As a result therefor, the problem of crime in the class room exploded. What Barrrack was concerned about was once the trouble making student is taken into custody and obtaining a police record, and ultimately finding the black youth in prison for crimes they have committed in civil society, shows a black population out of proportion to the number of blacks to whites in the prison population.
The ''Promise Problem'' was designed by Barrrack to end this disparity by allowing the student trouble makers to have a free hand to cause trouble when ever and where ever they wanted without fear of retaliation from authorities. And Barrrack told official in the education system around the country they would be sued and their federal funding would be cut off if they didn't allow troubled youth a free hand.
Calling the authorities was off limits. All problems must the solved internally.
Their Son Is Suicidal Because of Bullying. They Blame an Obama-Era School Discipline Policy.
PARKVILLE, Md.—Nicole Landers found a note written by her 9-year-old son, Jared. “Kill me. I mean nothing. I have issues,” it read.
Her son’s April 16 note, Landers said, was the culmination of months of bullying Jared endured in the classroom. That bullying included being struck in the face and thrown in the mud by another student. Even threats of electrocution. “Jared has been relentlessly bullied,” his stepfather, Josh Landers, told The Daily Signal. “To the point of being suicidal.”
The Landerses tried addressing the situation with officials at Pine Grove Elementary School in Carney, Maryland, where Jared, who has since turned 10, is in fourth grade. The parents provided documentation to The Daily Signal of bullying reports they filed with Baltimore County Public Schools throughout the year, including communication from April, when the situation became dire.
Nicole and Josh Landers say their 12-year-old daughter, Tamar, has faced multiple instances of sexual harassment in the same school district. They say Justin, their 18-year-old son, was threatened after reporting a student with a knife in class at his school, Loch Raven High School.
Officials at Baltimore County Public Schools, the parents say, are unable to provide a safe learning environment for their three children, who remain enrolled in the school district. They blame an Obama-era school discipline policy.
The U.S. Department of Education had good intentions in establishing the policy, noting that black students in the 2011-12 school year were three times as likely to be suspended and expelled as white students.
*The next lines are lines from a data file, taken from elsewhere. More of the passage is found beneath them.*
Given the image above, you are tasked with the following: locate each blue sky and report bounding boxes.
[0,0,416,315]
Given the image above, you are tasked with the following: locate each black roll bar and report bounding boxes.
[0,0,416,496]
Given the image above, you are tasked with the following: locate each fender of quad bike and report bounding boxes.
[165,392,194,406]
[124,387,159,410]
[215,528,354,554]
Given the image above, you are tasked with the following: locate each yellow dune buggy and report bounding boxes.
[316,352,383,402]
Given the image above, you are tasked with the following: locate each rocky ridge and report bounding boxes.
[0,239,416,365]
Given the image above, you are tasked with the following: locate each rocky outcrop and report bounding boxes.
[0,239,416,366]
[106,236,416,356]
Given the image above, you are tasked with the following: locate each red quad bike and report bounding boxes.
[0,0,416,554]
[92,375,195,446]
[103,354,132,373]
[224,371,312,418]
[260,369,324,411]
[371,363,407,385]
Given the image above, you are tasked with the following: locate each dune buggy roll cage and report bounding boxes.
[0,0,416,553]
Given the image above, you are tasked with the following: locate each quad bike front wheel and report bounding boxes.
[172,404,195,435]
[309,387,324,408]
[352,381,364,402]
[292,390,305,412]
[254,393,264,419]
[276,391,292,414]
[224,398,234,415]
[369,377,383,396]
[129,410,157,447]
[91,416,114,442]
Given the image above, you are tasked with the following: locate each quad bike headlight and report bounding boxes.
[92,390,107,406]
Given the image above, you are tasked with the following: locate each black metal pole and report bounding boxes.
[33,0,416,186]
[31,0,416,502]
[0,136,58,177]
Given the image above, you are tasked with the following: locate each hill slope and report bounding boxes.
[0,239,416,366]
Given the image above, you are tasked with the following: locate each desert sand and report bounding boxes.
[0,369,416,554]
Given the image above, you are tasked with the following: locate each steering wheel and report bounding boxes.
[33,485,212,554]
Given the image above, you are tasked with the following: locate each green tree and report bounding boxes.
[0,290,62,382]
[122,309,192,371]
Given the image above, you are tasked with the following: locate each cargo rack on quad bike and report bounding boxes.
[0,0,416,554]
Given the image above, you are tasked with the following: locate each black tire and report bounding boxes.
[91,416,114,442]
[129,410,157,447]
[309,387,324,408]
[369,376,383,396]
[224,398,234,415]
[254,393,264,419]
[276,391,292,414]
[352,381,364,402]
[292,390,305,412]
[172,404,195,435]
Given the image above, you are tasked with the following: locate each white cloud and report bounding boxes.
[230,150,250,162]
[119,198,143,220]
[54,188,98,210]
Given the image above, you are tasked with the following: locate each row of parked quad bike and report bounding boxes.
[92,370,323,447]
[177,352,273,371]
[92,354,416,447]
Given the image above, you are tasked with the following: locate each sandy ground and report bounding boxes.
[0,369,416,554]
Many argued that high suspension rates for minority students contributed to a “school-to-prison pipeline,” where already disadvantaged children ended up incarcerated.
To address this disparity, the Obama administration established new school discipline guidelines in 2014. Using the threat of civil rights lawsuits, the policy urged the nation’s schools to use positive reinforcement instead of punishing students’ bad behavior by suspending or expelling them. “We went from a policy of zero tolerance to extreme tolerance,” Josh Landers says. “All that it has done is caused chaos within classrooms. It has disarmed teachers from having the ability to control their classes and stay safe and protected. Students are bullied relentlessly.”
In order to address this, Nicole and Josh Landers started Parents Against School Violence, a group that is calling on Education Secretary Betsy DeVos to rescind the Obama administration’s 2014 guidance. DeVos is in the process of reviewing those guidelines, and hasn’t made a decision. The Landerses, however, say they don’t have time to wait. Next year, they plan to send Jared and Tamar to private school.
“I’m not confident that both of the children we still have left in the public school, that they would both come out alive or not seriously harmed,” Nicole Landers says. “We’ve done some investigations with a couple of private schools, and we’re going to bite the bullet,” Josh Landers adds.
The Landerses say they aren’t sure how they’ll pay for private school, but that extra work, second jobs, and God will help. “We will go to whatever lengths that we have to, to ensure not only their most basic safety within the school system, but also the benefit of a healthy education,” Josh Landers says of Jared and Tamar.